The District's new public health director will be paid $227,000 in salary and benefits, making him the highest-paid city employee appointed by the mayor.
At a news conference yesterday, Mayor Anthony A. Williams said that Ivan C.A. Walks, a 42-year-old neuropsychiatrist, will receive $198,000 a year plus an additional 15 percent in benefits to attract him in a competitive market. The health director's post has been vacant for 14 months as Williams (D) and his predecessor, Marion Barry, struggled to fill a position known within the nation's public health community for its instability.
Mohammad N. Akhter, the city's former director of public health and now the executive director of the American Public Health Association, characterized Walks's salary as "way on the upper end," saying that the average salary for health directors was $100,000.
"But then this job is twice as difficult," Akhter said. "This is the toughest public health job in the country. To attract good people, you have to pay." Akhter annually made $91,000 and $13,000 in benefits as health director from 1991 to 1994.

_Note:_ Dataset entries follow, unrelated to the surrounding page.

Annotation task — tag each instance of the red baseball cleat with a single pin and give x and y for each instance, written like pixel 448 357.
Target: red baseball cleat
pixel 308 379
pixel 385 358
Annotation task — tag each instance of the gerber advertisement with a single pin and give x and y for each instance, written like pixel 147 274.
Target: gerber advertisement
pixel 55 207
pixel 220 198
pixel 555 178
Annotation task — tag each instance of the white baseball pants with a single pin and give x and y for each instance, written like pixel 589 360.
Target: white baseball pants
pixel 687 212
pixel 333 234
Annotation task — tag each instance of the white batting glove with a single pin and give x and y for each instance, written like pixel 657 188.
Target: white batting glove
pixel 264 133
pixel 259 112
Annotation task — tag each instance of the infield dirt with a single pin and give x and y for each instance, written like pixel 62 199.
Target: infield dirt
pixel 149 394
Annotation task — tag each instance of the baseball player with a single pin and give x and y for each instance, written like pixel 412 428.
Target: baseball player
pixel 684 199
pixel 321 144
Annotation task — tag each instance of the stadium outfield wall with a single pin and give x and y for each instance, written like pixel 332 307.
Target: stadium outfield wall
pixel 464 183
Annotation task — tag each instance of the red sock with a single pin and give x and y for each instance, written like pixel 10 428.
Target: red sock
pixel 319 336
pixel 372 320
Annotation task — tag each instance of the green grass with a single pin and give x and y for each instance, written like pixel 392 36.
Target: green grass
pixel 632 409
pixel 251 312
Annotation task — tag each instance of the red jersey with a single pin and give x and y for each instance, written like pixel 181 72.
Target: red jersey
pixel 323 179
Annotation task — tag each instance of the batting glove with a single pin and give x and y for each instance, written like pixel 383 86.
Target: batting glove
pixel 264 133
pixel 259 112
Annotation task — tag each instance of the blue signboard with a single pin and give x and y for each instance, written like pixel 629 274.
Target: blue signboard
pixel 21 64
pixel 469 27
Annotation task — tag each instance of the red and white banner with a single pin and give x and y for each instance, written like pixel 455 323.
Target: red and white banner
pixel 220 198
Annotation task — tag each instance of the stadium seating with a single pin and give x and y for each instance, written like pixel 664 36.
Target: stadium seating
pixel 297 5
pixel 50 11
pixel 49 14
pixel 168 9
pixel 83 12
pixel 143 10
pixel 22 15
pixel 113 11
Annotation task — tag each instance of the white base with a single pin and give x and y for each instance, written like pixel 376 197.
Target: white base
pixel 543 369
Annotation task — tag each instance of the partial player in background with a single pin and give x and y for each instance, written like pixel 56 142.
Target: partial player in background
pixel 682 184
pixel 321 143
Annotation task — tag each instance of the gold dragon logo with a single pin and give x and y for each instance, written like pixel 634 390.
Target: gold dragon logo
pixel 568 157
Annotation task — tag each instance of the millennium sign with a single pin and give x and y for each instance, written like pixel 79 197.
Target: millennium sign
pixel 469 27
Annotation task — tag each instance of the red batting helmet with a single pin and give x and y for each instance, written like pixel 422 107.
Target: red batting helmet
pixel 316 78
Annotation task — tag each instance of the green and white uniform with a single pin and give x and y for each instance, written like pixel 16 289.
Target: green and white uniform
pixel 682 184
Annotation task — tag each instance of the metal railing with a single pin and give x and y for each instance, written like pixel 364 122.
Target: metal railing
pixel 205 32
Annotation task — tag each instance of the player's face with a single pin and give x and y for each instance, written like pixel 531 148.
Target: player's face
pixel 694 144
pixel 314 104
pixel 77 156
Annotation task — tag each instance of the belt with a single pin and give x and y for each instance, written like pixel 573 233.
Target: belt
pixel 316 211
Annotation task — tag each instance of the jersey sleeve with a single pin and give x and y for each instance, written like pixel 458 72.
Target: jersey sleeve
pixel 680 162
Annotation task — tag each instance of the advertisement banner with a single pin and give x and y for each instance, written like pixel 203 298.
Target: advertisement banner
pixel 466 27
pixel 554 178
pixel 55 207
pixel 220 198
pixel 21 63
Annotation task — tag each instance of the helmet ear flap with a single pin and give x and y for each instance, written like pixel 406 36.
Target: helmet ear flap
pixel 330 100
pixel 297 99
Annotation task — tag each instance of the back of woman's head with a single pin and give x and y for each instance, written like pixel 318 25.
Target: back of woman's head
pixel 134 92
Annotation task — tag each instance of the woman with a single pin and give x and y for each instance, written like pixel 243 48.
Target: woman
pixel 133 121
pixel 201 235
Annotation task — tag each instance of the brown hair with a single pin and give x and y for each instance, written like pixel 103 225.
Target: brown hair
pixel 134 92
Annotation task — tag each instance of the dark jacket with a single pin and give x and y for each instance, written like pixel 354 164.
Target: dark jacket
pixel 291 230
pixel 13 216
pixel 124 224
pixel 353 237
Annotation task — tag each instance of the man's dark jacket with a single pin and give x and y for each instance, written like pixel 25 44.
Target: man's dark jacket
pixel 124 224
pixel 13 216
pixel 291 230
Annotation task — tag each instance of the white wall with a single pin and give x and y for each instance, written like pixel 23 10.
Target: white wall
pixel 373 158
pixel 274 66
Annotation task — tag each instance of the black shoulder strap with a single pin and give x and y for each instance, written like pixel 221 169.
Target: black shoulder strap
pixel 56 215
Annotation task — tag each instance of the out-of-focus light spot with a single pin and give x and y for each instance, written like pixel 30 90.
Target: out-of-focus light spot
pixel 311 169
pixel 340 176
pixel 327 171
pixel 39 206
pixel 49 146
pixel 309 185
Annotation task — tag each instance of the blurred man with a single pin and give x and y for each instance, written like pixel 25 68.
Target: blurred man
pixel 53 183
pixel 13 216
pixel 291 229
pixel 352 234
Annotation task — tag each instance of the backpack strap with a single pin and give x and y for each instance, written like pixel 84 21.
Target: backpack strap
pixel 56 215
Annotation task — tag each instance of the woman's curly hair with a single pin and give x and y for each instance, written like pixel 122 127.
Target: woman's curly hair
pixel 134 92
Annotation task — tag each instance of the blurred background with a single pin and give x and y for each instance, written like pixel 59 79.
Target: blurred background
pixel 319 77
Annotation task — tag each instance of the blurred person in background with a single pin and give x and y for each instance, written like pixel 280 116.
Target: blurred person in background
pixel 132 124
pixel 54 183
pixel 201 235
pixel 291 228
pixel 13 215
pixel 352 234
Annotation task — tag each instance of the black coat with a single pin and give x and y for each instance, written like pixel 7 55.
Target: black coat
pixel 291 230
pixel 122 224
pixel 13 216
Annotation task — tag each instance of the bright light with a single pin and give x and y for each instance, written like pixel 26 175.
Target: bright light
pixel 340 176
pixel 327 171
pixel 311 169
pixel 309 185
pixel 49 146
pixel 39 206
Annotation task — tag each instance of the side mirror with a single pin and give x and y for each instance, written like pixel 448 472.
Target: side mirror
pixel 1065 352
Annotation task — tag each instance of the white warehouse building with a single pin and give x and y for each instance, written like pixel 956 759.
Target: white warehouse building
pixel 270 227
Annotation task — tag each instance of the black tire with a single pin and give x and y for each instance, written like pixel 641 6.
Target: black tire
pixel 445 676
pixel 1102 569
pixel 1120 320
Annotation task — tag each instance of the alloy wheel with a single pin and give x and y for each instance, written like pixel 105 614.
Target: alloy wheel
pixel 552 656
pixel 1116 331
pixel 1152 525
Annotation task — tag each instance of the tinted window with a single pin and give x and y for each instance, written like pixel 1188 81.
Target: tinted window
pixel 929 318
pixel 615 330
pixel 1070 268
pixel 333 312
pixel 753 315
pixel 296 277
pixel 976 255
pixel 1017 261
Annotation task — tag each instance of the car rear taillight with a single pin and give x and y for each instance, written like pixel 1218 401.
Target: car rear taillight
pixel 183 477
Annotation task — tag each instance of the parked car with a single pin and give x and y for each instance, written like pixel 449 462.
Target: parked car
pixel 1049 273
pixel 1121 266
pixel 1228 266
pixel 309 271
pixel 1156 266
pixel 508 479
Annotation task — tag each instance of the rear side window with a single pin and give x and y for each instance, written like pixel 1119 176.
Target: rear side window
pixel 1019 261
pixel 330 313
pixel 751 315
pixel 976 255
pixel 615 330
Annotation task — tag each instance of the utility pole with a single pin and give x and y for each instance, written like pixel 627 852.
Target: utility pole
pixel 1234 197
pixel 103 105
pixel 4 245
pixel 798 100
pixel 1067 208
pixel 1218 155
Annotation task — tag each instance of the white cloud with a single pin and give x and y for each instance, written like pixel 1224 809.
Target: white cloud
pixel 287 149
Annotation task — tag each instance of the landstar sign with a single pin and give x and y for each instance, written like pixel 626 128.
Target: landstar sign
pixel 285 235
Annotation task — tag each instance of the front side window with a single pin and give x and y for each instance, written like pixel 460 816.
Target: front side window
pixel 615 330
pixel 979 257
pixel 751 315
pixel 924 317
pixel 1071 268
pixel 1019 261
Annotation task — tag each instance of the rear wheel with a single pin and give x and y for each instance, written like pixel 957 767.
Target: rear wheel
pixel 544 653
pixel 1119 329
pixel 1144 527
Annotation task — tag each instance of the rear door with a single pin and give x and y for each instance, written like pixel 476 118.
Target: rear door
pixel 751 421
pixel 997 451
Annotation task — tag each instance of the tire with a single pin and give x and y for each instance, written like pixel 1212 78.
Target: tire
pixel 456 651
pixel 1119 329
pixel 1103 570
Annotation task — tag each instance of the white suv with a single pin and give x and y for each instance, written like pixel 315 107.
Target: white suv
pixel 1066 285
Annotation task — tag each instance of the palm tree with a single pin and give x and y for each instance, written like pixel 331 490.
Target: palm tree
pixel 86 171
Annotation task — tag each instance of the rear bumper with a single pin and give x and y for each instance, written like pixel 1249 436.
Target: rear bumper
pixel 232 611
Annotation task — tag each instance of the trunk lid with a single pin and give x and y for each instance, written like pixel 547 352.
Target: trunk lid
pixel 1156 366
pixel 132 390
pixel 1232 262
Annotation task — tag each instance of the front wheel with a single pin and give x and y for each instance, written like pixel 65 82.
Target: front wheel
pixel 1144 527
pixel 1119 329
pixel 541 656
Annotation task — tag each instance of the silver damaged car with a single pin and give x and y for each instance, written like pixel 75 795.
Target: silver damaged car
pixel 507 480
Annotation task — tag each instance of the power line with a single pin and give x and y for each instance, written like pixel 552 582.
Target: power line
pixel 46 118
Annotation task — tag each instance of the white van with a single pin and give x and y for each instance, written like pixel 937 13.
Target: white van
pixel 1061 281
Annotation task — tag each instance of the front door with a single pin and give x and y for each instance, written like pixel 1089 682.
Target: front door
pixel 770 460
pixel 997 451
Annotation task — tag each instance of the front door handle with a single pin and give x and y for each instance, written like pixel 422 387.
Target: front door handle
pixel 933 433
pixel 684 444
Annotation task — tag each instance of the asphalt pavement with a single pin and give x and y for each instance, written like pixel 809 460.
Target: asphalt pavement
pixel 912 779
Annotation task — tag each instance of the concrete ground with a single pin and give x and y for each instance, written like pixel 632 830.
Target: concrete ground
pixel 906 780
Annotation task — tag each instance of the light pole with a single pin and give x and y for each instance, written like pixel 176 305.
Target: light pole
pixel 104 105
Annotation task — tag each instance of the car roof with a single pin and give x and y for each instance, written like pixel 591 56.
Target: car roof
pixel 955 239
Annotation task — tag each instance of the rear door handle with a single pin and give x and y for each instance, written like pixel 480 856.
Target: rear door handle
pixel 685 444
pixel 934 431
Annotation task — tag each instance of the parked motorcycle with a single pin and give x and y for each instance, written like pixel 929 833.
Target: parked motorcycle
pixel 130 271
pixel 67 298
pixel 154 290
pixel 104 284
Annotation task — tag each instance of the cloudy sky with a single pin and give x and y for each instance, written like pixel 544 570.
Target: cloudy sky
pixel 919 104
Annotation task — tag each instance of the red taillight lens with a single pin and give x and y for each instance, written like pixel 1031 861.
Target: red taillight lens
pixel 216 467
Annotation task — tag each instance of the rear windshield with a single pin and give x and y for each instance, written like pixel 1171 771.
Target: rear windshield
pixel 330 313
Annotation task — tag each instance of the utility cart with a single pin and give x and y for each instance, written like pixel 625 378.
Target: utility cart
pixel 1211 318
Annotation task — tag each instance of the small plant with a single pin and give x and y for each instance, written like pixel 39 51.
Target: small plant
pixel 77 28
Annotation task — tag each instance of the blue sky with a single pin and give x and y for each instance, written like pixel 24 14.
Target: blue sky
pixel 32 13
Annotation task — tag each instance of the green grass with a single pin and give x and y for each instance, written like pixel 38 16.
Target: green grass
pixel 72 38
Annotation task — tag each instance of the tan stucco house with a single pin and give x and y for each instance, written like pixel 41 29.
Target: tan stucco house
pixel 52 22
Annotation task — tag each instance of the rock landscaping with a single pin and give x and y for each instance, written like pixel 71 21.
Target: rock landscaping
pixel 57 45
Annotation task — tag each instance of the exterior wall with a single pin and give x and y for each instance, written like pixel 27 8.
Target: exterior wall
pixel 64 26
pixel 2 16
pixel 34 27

The appointment of Walks, an executive with a Falls Church managed care company, would have to be confirmed by the D.C. Council, but he is set to take over the Health Department--the largest of several D.C. health care agencies and the operator of the Medicaid program--and its $1.3 billion budget on Sept. 13. Walks was previously a Los Angeles County mental health commissioner.
Williams said D.C. law permits salaries for medical officials to be up to 20 percent over the city cap. Comparatively, D.C. Police Chief Charles H. Ramsey and D.C. School Superintendent Arlene Ackerman each receive a $150,000 salary. D.C. Medical Examiner Jonathan L. Arden receives $165,000. The court-appointed receiver for mental health makes $225,000, and the receiver for corrections is paid $195,000.
D.C. health statistics--on life expectancy, infant mortality, maternal mortality, HIV and AIDs, teenage pregnancy, drug abuse and chronic diseases, and on the number of residents with no health insurance--rank the city well behind other major cities, and behind the nation as a whole.
"I think it's a lot of money," said D.C. Council member Sharon Ambrose (D-Ward 6). "But there is no question that we have a very complex public health situation, and the fact that it has taken so long to find someone qualified to take it on probably augurs for paying top dollar."
Williams also appointed Darlene R. Taylor to direct the Office of Intergovernmental Relations, Charly Carter to direct the Office of the Public Advocate and G. Greg Chen to direct Asian and Pacific Islander affairs. Carlene Ruth Cheatam will be liaison to the gay and lesbian community, and Ken Snyder will direct the communications department.
Staff writer Eric Lipton contributed to this report.